De uma qualquer maneira a vida é como uma vereda que temos que percorrer logo a partir do momento em que nela nos lançamos com o primeiro passo. É nela que fazemos caminho; Por vezes devagar, outras vezes de modo apressado, outras enérgicos e confiantes e outras ainda indolentes e desmotivados. E não deixa de ser interessante notarmos que todos, absolutamente todos, sabemos onde a vereda termina mas ignoramos tudo acerca do que até ao seu final iremos encontrar. O final está lá, vemo-lo de onde estamos nós a cada momento e quando nos voltamos para trás vemos o caminho percorrido mas não mudamos nada dele por não podermos e dizemos que somos nós que não quereríamos mudar ainda que pudéssemos. Todos os tropeções nos deixam na memória marcas, como pó na biqueira dos sapatos; Todas as escorregadelas nos ensinam que tipo de chão devemos evitar pisar. Cada passo é mais lento pelo peso desses receios e dessas experiências anteriores e chamamos idade a esse peso.
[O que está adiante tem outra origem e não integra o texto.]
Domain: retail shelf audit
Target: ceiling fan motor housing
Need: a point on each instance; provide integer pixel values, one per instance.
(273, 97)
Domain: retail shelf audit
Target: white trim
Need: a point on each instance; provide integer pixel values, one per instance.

Por vezes tentamos deitar fora alguma da carga que levamos connosco, libertamo-nos dela e temos a vã sensação de estar mais leves e de progredir melhor e a outro ritmo. Outras vezes encontramos no caminho alguém que nos ensina que podemos, mais do que andar apenas, correr pequenos pedaços saltitando alegres e felizes e fazemos o que resta da jornada ao lado dessa pessoa. Ajudamo-nos em tudo o que podemos, ultrapassamos obstáculos e tristezas e não cessamos de entrelaçar os dias e os passos nos passos e nos dias do outro caminhante.

Mas também existem ocasiões em que é a carga que trazemos, que nos faz caminhar curvados e de cabeça baixa, olhando apenas o chão e a ponta do calçado sujo e gasto. Aí, nem somos capazes de ver a paisagem ou quem connosco caminha, não sentimos mais que o próprio peso; Não ajudamos por não ver e não somos ajudados por não olharmos para ninguém.

Sempre acreditei que o peso que carregamos na sua maior parte é apenas aquele que queremos carregar. E que quando chega a altura de alijar algum dele e não o fazemos, estamos a ultrapassar em peso o que nos é pela vida permitido. E se o não fizermos, custa a respirar e o peito dói, os passos são tristes e nem os olhos nem a alma podem olhar a paisagem ou a felicidade. Uma por onde passamos e a outra que passa por nós.

Rui

Primeiro

Há uma preocupação acrescida quando se escreve o primeiro post. Ou talvez seja uma preocupação inventada por mim e que não se justifica, este até nem é o primeiro blog... E afinal um primeiro post não é um primeiro encontro onde há a preocupação da primeira impressão provocada. Não percebo porque me prendi a esta conversa de “primeiro”… eu que nem acredito na importância de um primeiro amor.
Mas adiante, tenho dificuldade em começar a colocar posts sem que antes tenha escrito algo parecido a uma introdução. Não sei se também terei dificuldade em terminar o blog sem que antes escreva algo que se assemelhe a uma conclusão. E eis que nestas poucas palavras acabei de revelar uma segunda característica minha: tendência para prever fins ainda no início. A primeira é evidente desde a primeira frase: tendência para complicar o que é simples :-)
E parece-me que ter-me revelado um pouco já é suficiente para tentativa de introdução.